What is Trivy?

Trivy is a comprehensive and versatile security scanner. Trivy has scanners that look for security issues, and targets where it can find those issues.

Targets (what Trivy can scan):

• Container Image
• Filesystem
• Git Repository (remote)
• Virtual Machine Image
• Kubernetes
• AWS

Scanners (what Trivy can find there):

• OS packages and software dependencies in use (SBOM)
• Known vulnerabilities (CVEs)
• IaC issues and misconfigurations
• Sensitive information and secrets
• Software licenses

Trivy supports most popular programming languages, operating systems, and platforms.

For more information on the Trivy, please refer to the official documentation

How to deploy?

Trivy is available as part of the KKP’s default application catalog.

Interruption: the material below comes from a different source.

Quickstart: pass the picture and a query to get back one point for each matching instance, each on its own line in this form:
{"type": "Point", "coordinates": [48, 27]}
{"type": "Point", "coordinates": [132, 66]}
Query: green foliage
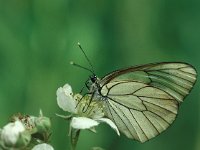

It can be deployed to the user cluster either during the cluster creation or after the cluster is ready(existing cluster) from the Applications tab via UI.

• Select the Trivy application from the Application Catalog.

• Under the Settings section, select and provide appropriate details and clck -> Next button.

• Under the Application values page section, check the default values and add values if any required to be configured explicitly. Finally click on the + Add Application to deploy the Trivy application to the user cluster.

To further configure the values.yaml, find more information on the Trivy Helm chart documentation.